Implement hierarchical precision, recall and F1 scores
The existing evaluation metrics (e.g. F1 and NDCG) are not ideal for evaluating hierarchical classification problems, e.g. assigning DDC or YKL classes, because they don't consider the hierarchy of the classification. An answer that is just one level above or below the "correct" answer is considered just as bad as an answer that is in a completely different branch of the hierarchy.
Many measures have been proposed to better account for hierarchy, but I think the hierarchical precision, recall and F1 scores (hP, hR and hF) from this paper would be good:
Kiritchenko, S., Matwin, S., & Famili, A. F. (2005, June). Functional annotation of genes using hierarchical text categorization. In Proc. of the ACL Workshop on Linking Biological Literature, Ontologies and Databases: Mining Biological Semantics.
They are also used in this Master's thesis dealing with automated Thema classification: Reinaudo, Alice: Hierarchical text classification of fiction books with Thema subject categories (Linköping University 2019)
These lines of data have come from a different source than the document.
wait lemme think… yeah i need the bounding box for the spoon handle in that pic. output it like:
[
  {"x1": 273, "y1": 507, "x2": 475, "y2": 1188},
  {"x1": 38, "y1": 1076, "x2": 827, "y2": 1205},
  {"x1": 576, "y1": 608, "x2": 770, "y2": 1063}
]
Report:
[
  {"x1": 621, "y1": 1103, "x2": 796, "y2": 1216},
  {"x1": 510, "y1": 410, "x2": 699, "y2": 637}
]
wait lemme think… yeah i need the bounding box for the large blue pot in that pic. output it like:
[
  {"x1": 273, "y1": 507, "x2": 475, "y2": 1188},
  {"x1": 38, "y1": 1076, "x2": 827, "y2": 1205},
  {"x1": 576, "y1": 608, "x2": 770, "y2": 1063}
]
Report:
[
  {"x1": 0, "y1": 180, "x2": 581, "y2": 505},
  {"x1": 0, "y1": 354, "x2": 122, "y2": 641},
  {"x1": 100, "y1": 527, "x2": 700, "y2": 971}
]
The implementation should be relatively straightforward - existing functions for calculating precision/recall/F1 can be used, but both the set of suggested subjects and the set of gold standard subjects first have to be expanded to include the parent (broader) concepts/classes, all the way up to the ancestors at top level of the hierarchy. However, Annif currently knows very little about the vocabulary hierarchy (except for the STWFSA algorithm, but there it's only processed within the stwfsapy library), so some support for accessing the hierarchy needs to be added.
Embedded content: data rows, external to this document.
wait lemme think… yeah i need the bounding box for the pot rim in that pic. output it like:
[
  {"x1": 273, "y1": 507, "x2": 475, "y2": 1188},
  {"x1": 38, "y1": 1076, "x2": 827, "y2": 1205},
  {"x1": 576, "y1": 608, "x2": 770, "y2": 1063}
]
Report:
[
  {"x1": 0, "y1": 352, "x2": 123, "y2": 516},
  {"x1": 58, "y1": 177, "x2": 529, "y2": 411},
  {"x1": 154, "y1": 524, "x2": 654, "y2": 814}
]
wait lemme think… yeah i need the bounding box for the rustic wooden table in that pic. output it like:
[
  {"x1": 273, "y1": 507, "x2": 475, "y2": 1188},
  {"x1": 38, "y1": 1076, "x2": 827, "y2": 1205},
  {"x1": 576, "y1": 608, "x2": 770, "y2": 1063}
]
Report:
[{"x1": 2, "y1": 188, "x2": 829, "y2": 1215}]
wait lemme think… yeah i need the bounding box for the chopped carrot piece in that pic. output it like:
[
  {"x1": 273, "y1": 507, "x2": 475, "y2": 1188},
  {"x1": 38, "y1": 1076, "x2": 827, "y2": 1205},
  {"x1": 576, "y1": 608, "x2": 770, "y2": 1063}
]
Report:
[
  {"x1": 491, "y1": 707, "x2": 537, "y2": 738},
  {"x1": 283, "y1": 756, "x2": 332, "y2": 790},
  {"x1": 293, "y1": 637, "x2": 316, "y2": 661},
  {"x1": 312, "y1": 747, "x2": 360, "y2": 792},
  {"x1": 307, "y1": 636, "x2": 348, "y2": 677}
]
owever, Annif currently knows very little about the vocabulary hierarchy (except for the STWFSA algorithm, but there it's only processed within the stwfsapy library), so some support for accessing the hierarchy needs to be added.
This has changed a bit now since the MLLM backend was implemented, as it also makes use of the vocabulary hierarchy. New methods for accessing the hierarchy are in annif/lexical/util.py.